CNV Processing
1 Overview
This page documents CNV processing as implemented in the IMPACT-CNV upstream module. IMPACT-VIS receives preprocessed SCIP-format CNV text files with variants already validated and prioritized via phenotype-aware gene filtering.
Upstream Repository: IMPACT-CNV (companion to IMPACT-VIS) Expected Output: {sample_id}_CNV_IMPACT.txt
For reproducibility details, see the IMPACT-CNV Documentation.
2 Introduction
The IMPACT-CNV module extends the Suite for CNV Interpretation and Prioritization (SCIP) framework to enable phenotype-aware filtering and prioritization of copy number variants (CNVs). This section details the CNV preprocessing workflow, quality validation, phenotype-specific filtering, and integration with IMPACT-VIS for interactive visualization.
3 Workflow Overview
The IMPACT-CNV module implements a multi-step pipeline:
- VCF Conversion: CNV VCF → SCIP-compatible text format
- SCIP Processing: Multi-step filtration and prioritization
- Read-Depth Validation: CRAM-based verification of CNV calls
- Phenotype-Aware Ranking: Phenotype relevance weighting
- Integration with IMPACT-VIS: TXT output for interactive visualization
4 Data Preprocessing
4.1 CNV VCF to SCIP Conversion
CNV VCF files are converted to SCIP-compatible text inputs using a Python-based converter that:
- Extracts sample identifiers from VCF header
- Reformats variant coordinates (chr, start, end, CN)
- Validates input format and coordinate ranges
- Generates tab-separated text file for SCIP processing
Input Format: Standard VCF with CNV calls (e.g., from DRAGEN, Canvas, Manta, LUMPY)
Output Format: SCIP-compatible TXT with columns: chromosome, start, end, copy_number
4.2 SCIP Backend Processing
The SCIP backend applies a multi-step filtration and prioritization strategy informed by:
- ClinGen dosage sensitivity maps
- OMIM disease associations
- gnomAD constraint metrics
- Internal recurrence regions
- Curated genomic annotations
5 Quality Control via Read-Depth Validation
To improve confidence in CNV calls, the pipeline performs validation using sample CRAM files and a high-quality control genome (NA12878):
Validation Steps:
Coverage Analysis: Verify expected read-depth shifts consistent with CN state
- Homozygous deletion (CN=0): ~0% coverage
- Heterozygous deletion (CN=1): ~50% coverage
- Normal (CN=2): ~100% coverage
- Duplication (CN=3): ~150% coverage
- Amplification (CN≥4): ≥200% coverage
Mapping Quality Assessment: Exclude regions with anomalous read signatures
- Low MAPQ scores indicating misalignment
- High soft-clip rates indicating sequence complexity
- Regions of significant segmental duplication
Paired-End Evidence Quantification: Assess supporting read pairs
- Concordant pairs within expected insert size
- Discordant pairs supporting breakpoints
- Split-read evidence at CNV boundaries
Control Genome Comparison: Cross-reference with NA12878 high-quality calls
- Identify artifacts common to control samples
- Flag potential false positives
CNV Flagging: CNVs lacking supporting reads or exhibiting anomalous signatures are flagged for manual review.

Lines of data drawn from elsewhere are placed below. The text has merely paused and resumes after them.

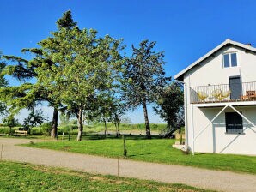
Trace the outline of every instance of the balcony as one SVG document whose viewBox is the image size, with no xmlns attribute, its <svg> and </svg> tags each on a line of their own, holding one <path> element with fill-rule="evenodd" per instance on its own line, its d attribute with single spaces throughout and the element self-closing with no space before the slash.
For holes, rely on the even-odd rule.
<svg viewBox="0 0 256 192">
<path fill-rule="evenodd" d="M 192 104 L 256 101 L 256 82 L 190 87 Z"/>
</svg>

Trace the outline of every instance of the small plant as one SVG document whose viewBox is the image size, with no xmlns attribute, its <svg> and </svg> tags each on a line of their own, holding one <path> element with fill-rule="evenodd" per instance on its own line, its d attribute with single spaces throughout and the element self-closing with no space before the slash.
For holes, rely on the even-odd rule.
<svg viewBox="0 0 256 192">
<path fill-rule="evenodd" d="M 183 154 L 185 154 L 185 155 L 188 155 L 191 153 L 191 151 L 187 147 L 185 150 L 181 150 L 181 151 L 182 151 Z"/>
</svg>

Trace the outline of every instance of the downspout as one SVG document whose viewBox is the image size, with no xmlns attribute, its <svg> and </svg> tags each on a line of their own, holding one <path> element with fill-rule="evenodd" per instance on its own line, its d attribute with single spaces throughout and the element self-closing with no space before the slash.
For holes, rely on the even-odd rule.
<svg viewBox="0 0 256 192">
<path fill-rule="evenodd" d="M 184 111 L 185 111 L 185 145 L 186 149 L 188 148 L 188 134 L 187 134 L 187 85 L 184 81 L 180 81 L 179 80 L 175 80 L 176 81 L 184 85 Z"/>
</svg>

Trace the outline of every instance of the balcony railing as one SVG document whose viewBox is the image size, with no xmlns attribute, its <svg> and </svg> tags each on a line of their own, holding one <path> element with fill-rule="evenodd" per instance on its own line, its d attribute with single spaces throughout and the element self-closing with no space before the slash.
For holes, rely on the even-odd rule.
<svg viewBox="0 0 256 192">
<path fill-rule="evenodd" d="M 248 100 L 256 100 L 256 82 L 209 84 L 190 87 L 192 104 Z"/>
</svg>

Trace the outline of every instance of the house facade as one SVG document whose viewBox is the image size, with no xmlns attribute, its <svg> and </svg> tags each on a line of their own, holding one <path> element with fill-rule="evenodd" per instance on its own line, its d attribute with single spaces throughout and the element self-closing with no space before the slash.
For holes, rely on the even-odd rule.
<svg viewBox="0 0 256 192">
<path fill-rule="evenodd" d="M 225 40 L 174 76 L 184 83 L 186 144 L 256 155 L 256 49 Z"/>
</svg>

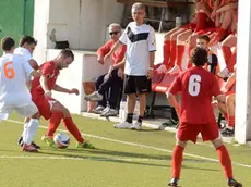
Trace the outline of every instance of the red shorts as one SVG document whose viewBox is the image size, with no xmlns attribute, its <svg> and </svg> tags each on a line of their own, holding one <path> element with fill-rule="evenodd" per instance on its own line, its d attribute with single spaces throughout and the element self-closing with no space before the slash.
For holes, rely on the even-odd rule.
<svg viewBox="0 0 251 187">
<path fill-rule="evenodd" d="M 33 102 L 37 105 L 40 115 L 45 120 L 49 120 L 52 114 L 50 102 L 51 101 L 55 102 L 57 100 L 55 100 L 53 98 L 46 99 L 44 95 L 33 95 L 33 94 L 32 94 L 32 98 L 33 98 Z"/>
<path fill-rule="evenodd" d="M 213 141 L 220 136 L 218 125 L 215 122 L 204 125 L 190 125 L 187 123 L 181 123 L 176 137 L 180 141 L 190 140 L 195 144 L 199 133 L 201 133 L 203 141 Z"/>
</svg>

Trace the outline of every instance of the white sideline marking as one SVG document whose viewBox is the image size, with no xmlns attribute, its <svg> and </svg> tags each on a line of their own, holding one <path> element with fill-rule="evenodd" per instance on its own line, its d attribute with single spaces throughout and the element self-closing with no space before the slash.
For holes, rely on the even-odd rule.
<svg viewBox="0 0 251 187">
<path fill-rule="evenodd" d="M 4 159 L 26 159 L 26 160 L 74 160 L 74 161 L 83 161 L 83 160 L 92 160 L 92 161 L 125 161 L 125 162 L 162 162 L 162 161 L 167 161 L 165 159 L 128 159 L 128 158 L 121 158 L 121 159 L 116 159 L 116 158 L 92 158 L 92 157 L 86 157 L 86 158 L 80 158 L 80 157 L 35 157 L 35 155 L 0 155 L 0 160 Z"/>
<path fill-rule="evenodd" d="M 8 122 L 23 125 L 23 122 L 19 122 L 19 121 L 8 120 Z M 39 128 L 47 129 L 48 127 L 39 125 Z M 63 133 L 68 133 L 68 130 L 63 130 L 63 129 L 58 129 L 58 130 L 63 132 Z M 112 142 L 119 142 L 122 145 L 129 145 L 129 146 L 134 146 L 134 147 L 146 148 L 146 149 L 152 149 L 152 150 L 156 150 L 156 151 L 172 153 L 172 150 L 157 148 L 157 147 L 153 147 L 153 146 L 146 146 L 146 145 L 135 144 L 135 142 L 130 142 L 130 141 L 122 141 L 122 140 L 118 140 L 118 139 L 111 139 L 111 138 L 106 138 L 106 137 L 91 135 L 91 134 L 84 134 L 84 133 L 82 133 L 82 135 L 87 136 L 87 137 L 92 137 L 92 138 L 96 138 L 96 139 L 101 139 L 101 140 L 107 140 L 107 141 L 112 141 Z M 195 159 L 202 159 L 202 160 L 206 160 L 206 161 L 211 161 L 211 162 L 218 162 L 217 159 L 211 159 L 211 158 L 201 157 L 201 155 L 196 155 L 196 154 L 183 153 L 183 155 L 187 155 L 190 158 L 195 158 Z M 251 165 L 248 165 L 248 164 L 242 164 L 242 163 L 238 163 L 238 162 L 232 162 L 232 164 L 251 169 Z"/>
</svg>

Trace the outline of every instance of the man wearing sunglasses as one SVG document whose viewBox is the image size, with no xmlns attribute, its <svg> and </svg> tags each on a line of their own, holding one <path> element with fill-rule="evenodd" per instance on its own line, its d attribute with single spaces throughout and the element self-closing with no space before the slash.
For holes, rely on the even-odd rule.
<svg viewBox="0 0 251 187">
<path fill-rule="evenodd" d="M 108 54 L 113 45 L 121 36 L 121 26 L 119 24 L 111 24 L 109 26 L 110 40 L 107 41 L 97 51 L 97 61 L 104 64 L 104 57 Z M 101 116 L 113 116 L 118 114 L 116 110 L 119 96 L 123 87 L 123 66 L 124 53 L 127 47 L 123 46 L 112 54 L 113 65 L 110 66 L 107 74 L 98 77 L 96 82 L 96 90 L 92 95 L 85 97 L 88 101 L 98 101 L 94 113 L 101 114 Z"/>
<path fill-rule="evenodd" d="M 127 46 L 124 94 L 128 95 L 128 116 L 125 122 L 116 124 L 115 127 L 141 129 L 146 108 L 146 94 L 151 92 L 156 40 L 154 28 L 145 24 L 144 4 L 134 3 L 131 13 L 133 22 L 129 23 L 105 60 L 110 59 L 120 47 Z M 136 97 L 140 101 L 140 115 L 138 121 L 132 124 Z"/>
</svg>

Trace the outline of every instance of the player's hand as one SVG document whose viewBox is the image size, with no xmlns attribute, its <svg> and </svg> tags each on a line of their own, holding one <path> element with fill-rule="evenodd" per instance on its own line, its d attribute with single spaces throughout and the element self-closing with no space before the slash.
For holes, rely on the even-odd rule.
<svg viewBox="0 0 251 187">
<path fill-rule="evenodd" d="M 47 91 L 45 91 L 45 97 L 46 98 L 51 98 L 51 91 L 50 90 L 47 90 Z"/>
<path fill-rule="evenodd" d="M 70 94 L 70 95 L 74 94 L 74 95 L 79 96 L 79 95 L 80 95 L 80 91 L 79 91 L 79 89 L 73 88 L 73 89 L 71 89 L 71 90 L 69 91 L 69 94 Z"/>
<path fill-rule="evenodd" d="M 111 58 L 111 54 L 107 54 L 105 58 L 104 58 L 104 62 L 108 63 L 108 62 L 111 62 L 112 61 L 112 58 Z"/>
<path fill-rule="evenodd" d="M 112 73 L 113 70 L 115 70 L 113 66 L 110 65 L 110 67 L 108 70 L 108 73 L 107 73 L 107 75 L 109 75 L 109 77 L 111 77 L 111 73 Z"/>
<path fill-rule="evenodd" d="M 147 72 L 147 78 L 148 78 L 148 79 L 152 79 L 152 78 L 153 78 L 153 75 L 154 75 L 154 70 L 153 70 L 153 68 L 150 68 L 148 72 Z"/>
<path fill-rule="evenodd" d="M 120 77 L 120 78 L 123 79 L 123 76 L 124 76 L 123 70 L 122 70 L 122 68 L 119 68 L 119 70 L 118 70 L 118 77 Z"/>
<path fill-rule="evenodd" d="M 104 57 L 98 57 L 97 62 L 103 65 L 104 64 Z"/>
</svg>

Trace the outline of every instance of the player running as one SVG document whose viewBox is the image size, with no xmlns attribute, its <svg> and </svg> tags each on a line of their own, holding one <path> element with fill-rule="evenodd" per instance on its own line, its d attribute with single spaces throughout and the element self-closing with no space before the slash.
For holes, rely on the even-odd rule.
<svg viewBox="0 0 251 187">
<path fill-rule="evenodd" d="M 32 145 L 32 140 L 39 125 L 39 113 L 32 101 L 26 77 L 39 77 L 40 74 L 32 68 L 26 59 L 13 54 L 13 38 L 4 37 L 1 48 L 3 55 L 0 58 L 0 120 L 7 120 L 13 111 L 29 117 L 23 133 L 22 148 L 23 151 L 36 152 L 37 148 Z"/>
<path fill-rule="evenodd" d="M 231 159 L 223 144 L 211 104 L 212 97 L 223 102 L 225 96 L 222 95 L 215 76 L 203 68 L 207 62 L 207 51 L 199 47 L 195 48 L 191 53 L 190 61 L 194 66 L 177 76 L 167 91 L 167 98 L 180 119 L 177 142 L 172 152 L 172 179 L 168 185 L 178 186 L 187 141 L 191 140 L 195 144 L 196 137 L 201 133 L 204 141 L 210 140 L 214 145 L 218 160 L 225 171 L 228 186 L 242 187 L 240 183 L 234 179 Z M 181 92 L 181 105 L 175 97 L 178 92 Z"/>
<path fill-rule="evenodd" d="M 67 129 L 76 139 L 77 148 L 89 148 L 93 149 L 94 146 L 84 139 L 73 122 L 69 110 L 62 105 L 59 101 L 51 98 L 51 91 L 59 91 L 64 94 L 75 94 L 79 95 L 77 89 L 67 89 L 56 84 L 59 73 L 62 68 L 68 68 L 68 66 L 74 61 L 74 54 L 71 50 L 64 49 L 59 55 L 52 60 L 45 62 L 40 65 L 40 78 L 35 78 L 32 82 L 32 98 L 34 103 L 37 105 L 39 113 L 46 120 L 49 120 L 49 127 L 47 134 L 43 136 L 43 140 L 47 142 L 50 147 L 55 146 L 53 134 L 57 130 L 60 122 L 63 123 Z"/>
</svg>

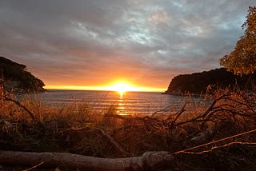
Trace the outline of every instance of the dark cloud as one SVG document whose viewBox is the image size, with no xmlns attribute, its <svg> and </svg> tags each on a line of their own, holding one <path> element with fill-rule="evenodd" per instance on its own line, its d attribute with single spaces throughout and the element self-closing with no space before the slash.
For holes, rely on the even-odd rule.
<svg viewBox="0 0 256 171">
<path fill-rule="evenodd" d="M 0 0 L 0 55 L 46 85 L 167 87 L 219 67 L 252 0 Z"/>
</svg>

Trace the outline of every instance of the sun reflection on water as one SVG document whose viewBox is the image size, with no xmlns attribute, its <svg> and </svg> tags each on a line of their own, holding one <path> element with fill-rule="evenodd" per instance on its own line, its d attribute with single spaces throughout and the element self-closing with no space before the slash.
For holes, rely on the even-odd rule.
<svg viewBox="0 0 256 171">
<path fill-rule="evenodd" d="M 119 99 L 118 101 L 118 104 L 117 104 L 117 114 L 119 115 L 128 115 L 128 113 L 126 113 L 125 112 L 126 109 L 126 106 L 125 106 L 125 103 L 123 101 L 123 96 L 125 94 L 125 91 L 119 91 Z"/>
</svg>

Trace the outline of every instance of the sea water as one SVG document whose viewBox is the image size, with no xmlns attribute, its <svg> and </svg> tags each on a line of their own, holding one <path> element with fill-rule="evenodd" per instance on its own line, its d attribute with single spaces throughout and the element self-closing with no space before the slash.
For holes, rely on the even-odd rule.
<svg viewBox="0 0 256 171">
<path fill-rule="evenodd" d="M 62 108 L 83 103 L 90 111 L 98 113 L 106 113 L 114 107 L 118 113 L 123 115 L 168 114 L 178 111 L 187 102 L 184 97 L 159 92 L 124 92 L 121 94 L 114 91 L 49 89 L 40 94 L 40 98 L 50 107 Z M 198 98 L 194 100 L 197 102 Z"/>
</svg>

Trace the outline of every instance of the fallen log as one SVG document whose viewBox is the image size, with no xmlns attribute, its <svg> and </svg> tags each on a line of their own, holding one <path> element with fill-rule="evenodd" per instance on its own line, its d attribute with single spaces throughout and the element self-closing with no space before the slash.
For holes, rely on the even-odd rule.
<svg viewBox="0 0 256 171">
<path fill-rule="evenodd" d="M 0 165 L 64 167 L 83 170 L 155 170 L 174 159 L 169 152 L 146 152 L 141 157 L 98 158 L 65 153 L 30 153 L 0 150 Z"/>
</svg>

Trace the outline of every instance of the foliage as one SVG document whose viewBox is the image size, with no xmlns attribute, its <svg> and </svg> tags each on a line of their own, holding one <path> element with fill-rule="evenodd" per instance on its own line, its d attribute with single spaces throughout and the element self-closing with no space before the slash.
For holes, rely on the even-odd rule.
<svg viewBox="0 0 256 171">
<path fill-rule="evenodd" d="M 234 50 L 220 60 L 220 64 L 234 74 L 242 75 L 256 71 L 256 6 L 250 6 L 247 20 L 242 26 L 245 35 L 237 42 Z"/>
<path fill-rule="evenodd" d="M 7 89 L 14 91 L 43 91 L 43 82 L 26 70 L 26 66 L 0 57 L 0 71 Z"/>
<path fill-rule="evenodd" d="M 168 151 L 176 158 L 165 165 L 168 169 L 254 169 L 256 93 L 218 89 L 210 97 L 210 104 L 197 104 L 191 110 L 186 111 L 184 105 L 168 116 L 146 117 L 120 116 L 113 106 L 106 114 L 97 115 L 92 114 L 86 103 L 51 109 L 37 98 L 19 101 L 43 128 L 22 105 L 5 101 L 0 108 L 0 149 L 99 157 Z"/>
<path fill-rule="evenodd" d="M 224 68 L 215 69 L 202 73 L 184 74 L 174 77 L 170 82 L 166 93 L 195 93 L 201 94 L 213 92 L 218 88 L 252 89 L 256 82 L 256 74 L 239 77 L 226 71 Z"/>
</svg>

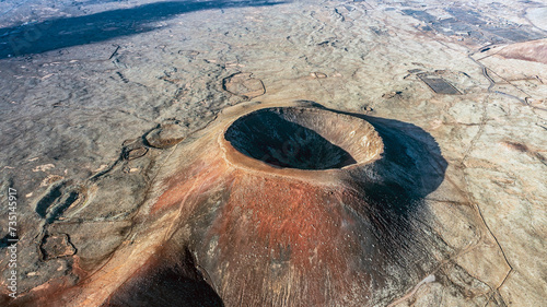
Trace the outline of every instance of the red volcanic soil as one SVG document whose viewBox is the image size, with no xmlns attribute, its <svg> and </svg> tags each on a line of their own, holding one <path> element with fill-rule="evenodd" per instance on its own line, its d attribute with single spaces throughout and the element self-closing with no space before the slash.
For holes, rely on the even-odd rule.
<svg viewBox="0 0 547 307">
<path fill-rule="evenodd" d="M 444 252 L 423 198 L 446 164 L 411 125 L 234 107 L 167 157 L 132 239 L 13 305 L 387 305 Z"/>
</svg>

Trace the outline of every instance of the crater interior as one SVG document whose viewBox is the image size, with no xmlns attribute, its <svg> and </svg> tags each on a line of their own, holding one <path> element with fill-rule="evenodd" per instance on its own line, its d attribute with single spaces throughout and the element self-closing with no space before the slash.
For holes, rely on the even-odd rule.
<svg viewBox="0 0 547 307">
<path fill-rule="evenodd" d="M 224 139 L 271 166 L 309 170 L 365 163 L 383 151 L 380 135 L 365 120 L 317 108 L 259 109 L 235 120 Z"/>
</svg>

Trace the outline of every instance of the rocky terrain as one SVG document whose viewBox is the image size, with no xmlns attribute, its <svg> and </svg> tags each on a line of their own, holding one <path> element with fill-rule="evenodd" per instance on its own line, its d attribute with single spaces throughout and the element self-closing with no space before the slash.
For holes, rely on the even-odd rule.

6 Phenotype-Aware Prioritization
6.1 Evidence Integration
Phenotype relevance is refined through integration of multiple evidence sources:
| Evidence Category | Source | Application |
|---|---|---|
| Dosage Sensitivity | ClinGen | Identify genes intolerant to copy number change |
| Haploinsufficiency | ClinGen | Score genes sensitive to heterozygous deletion |
| Triplosensitivity | ClinGen | Score genes sensitive to duplication/amplification |
| OMIM Associations | OMIM | Map CNVs to known genetic diseases |
| Inheritance Patterns | GenCC | Filter based on autosomal/X-linked inheritance |
| Loss-of-Function Intolerance | gnomAD | Identify genes with pLI ≥ 0.9 or LOEUF ≤ 0.35 |
| Disease Validity | GenCC | Assess strength of disease association |
6.2 Prioritization Tiers
CNVs are assigned to one of three priority tiers based on accumulated evidence:
Tier 1 (High Priority):
- Fully contained within ClinGen dosage-sensitive regions, OR
- Overlapping genes with strong cumulative evidence (OMIM + high pLI + ClinGen + phenotype association)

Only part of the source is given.